Campaigners call for better paternity leave

Dads and charity leaders in the north-east of England have backed a campaign calling on the government to improve paternity leave.
New fathers currently get up to two weeks consecutive statutory leave, paid at £187.18 a week, or 90% of their average weekly earnings.
Campaign group The Dad Shift said it was the least generous paternity leave in Europe.
The government has said it will launch a "full review" into paternity and shared leave.
Scott Luke, a father of two in Wallsend, told the BBC how he had struggled following the birth of his daughter because paternity leave did not give him enough time or pay to care for his wife and bond with his new child.
He told the BBC: "My partner Victoria had a C-section with our second born, I took two weeks' annual leave and two weeks' paternity.
"When I went back to work, I just didn't feel ready.
"I was worried about my partner being at home with two children, a very boisterous toddler and a new born baby.
"I lost around £1,400 of pay."

Alex Lloyd Hunter, co-founder of national charity The Dad Shift, said the UK's paternity provision was bad for both mothers and fathers, because it limited the choices families had about who could return to work and who looked after the children.
He said: "As a bare minimum we think the government needs to move to six weeks paid at 90% of your salary - that's what you get in the first part of maternity leave.
"Longer term, you can look at countries like Spain where you get sixteen weeks and Sweden, which offers each parent 90 days and then 300 days to share between them."
The government has set out measures in its employment rights act which it says will make work pay for families, including a right to parental leave from day one of employment.
It has also promised a review of paternity and shared leave.
Lola McEvoy, Labour MP for Darlington, recently called for a change to employment rights for fathers taking paternity leave.
She told BBC Politics North: "Dads want to spend time with their children, and that's good for mums, and good for babies as well.
"People say the answer is that men should take more shared parental leave, but they don't, there's only a 2% uptake because it's not really feasible for women to go back early."
The shadow transport minister, Conservative MP Kevin Hollinrake, said while he was sympathetic to the campaigners' cause, the impact on small businesses must be considered.
He said: "Of course you want to make sure fathers have crucial days and weeks and months.
"There is a limit to what business can deliver for society, we can't see them as a cow to be milked."
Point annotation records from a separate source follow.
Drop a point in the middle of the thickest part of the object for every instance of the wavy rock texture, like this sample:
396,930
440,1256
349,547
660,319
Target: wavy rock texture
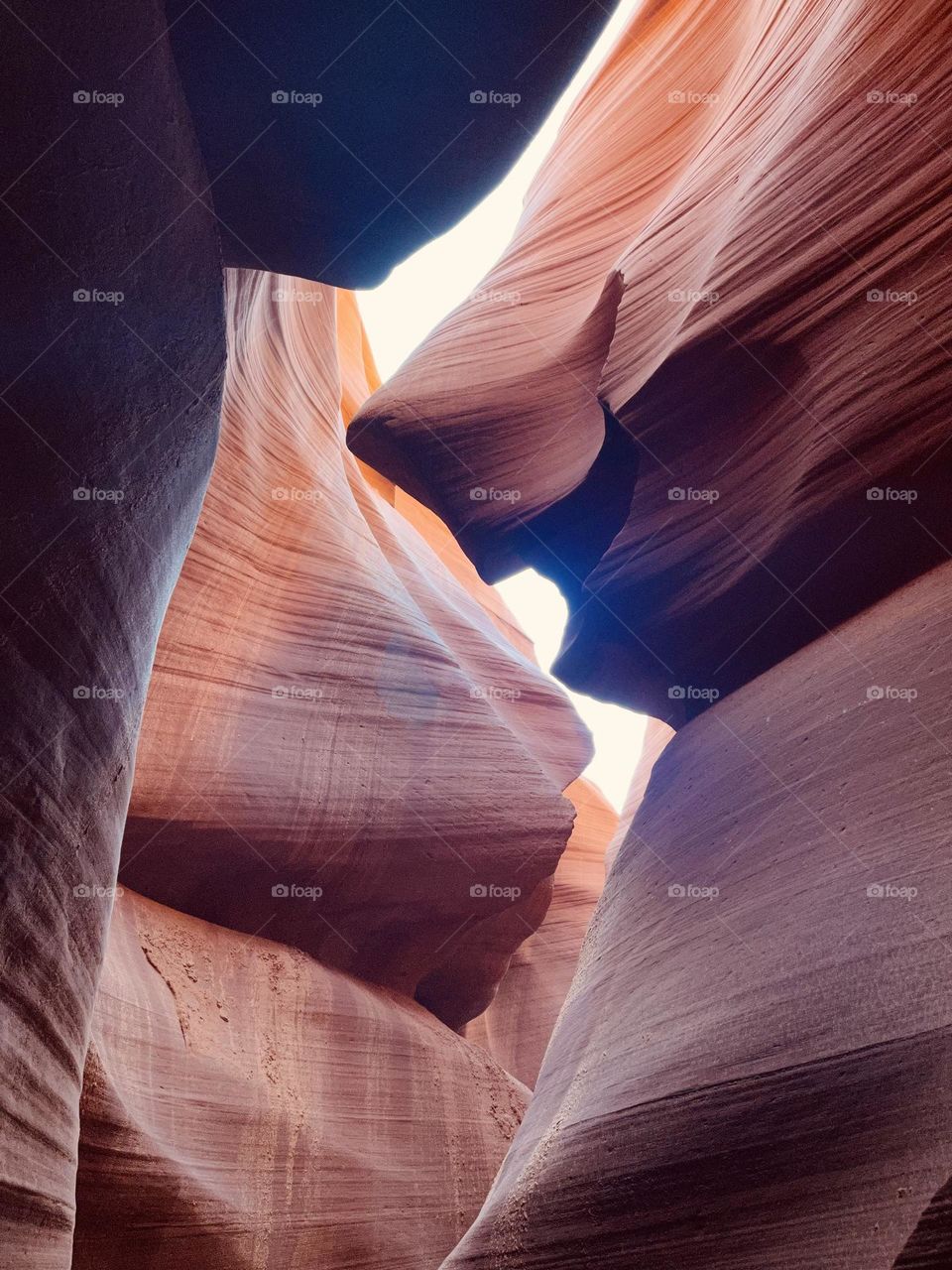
109,413
331,710
339,137
246,1106
737,248
760,1078
517,1026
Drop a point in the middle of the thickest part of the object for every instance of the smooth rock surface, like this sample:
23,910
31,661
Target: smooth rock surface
761,1078
111,365
737,248
339,137
340,747
517,1026
245,1106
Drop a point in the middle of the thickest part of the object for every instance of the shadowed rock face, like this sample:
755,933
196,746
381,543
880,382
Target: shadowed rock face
340,747
109,421
518,1025
760,1076
245,1106
111,371
737,246
407,105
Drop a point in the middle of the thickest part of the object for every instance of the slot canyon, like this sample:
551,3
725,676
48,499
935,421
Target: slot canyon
325,947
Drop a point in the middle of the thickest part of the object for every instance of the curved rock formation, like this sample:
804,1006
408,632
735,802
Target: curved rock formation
121,190
517,1026
111,366
340,748
752,1069
414,108
735,248
245,1106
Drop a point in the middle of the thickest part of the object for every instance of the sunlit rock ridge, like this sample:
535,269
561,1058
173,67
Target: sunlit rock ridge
317,947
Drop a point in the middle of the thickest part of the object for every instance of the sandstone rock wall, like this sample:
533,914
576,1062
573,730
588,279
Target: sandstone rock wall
735,248
245,1106
753,1064
340,747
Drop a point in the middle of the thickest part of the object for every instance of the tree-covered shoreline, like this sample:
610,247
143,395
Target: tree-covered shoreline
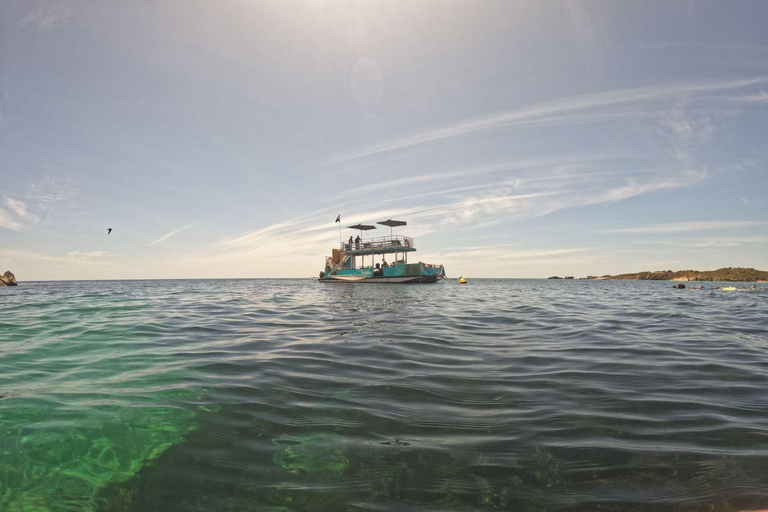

Nikki Masterman, from Blyth-based Inspired HR, said the wide raft of employment rights changes would put business under enormous strain, and enhanced paternity leave could add even more pressure on small firms.
"I see it from both sides," she said. "There's real potential for what it can do families, especially on limited incomes.
"But I also see the challenges for small businesses.
"There a lot coming for businesses financially and resource wise. They're going to struggle to get their head around it.
"Financially I think it's going to break some, we're already seeing it happening."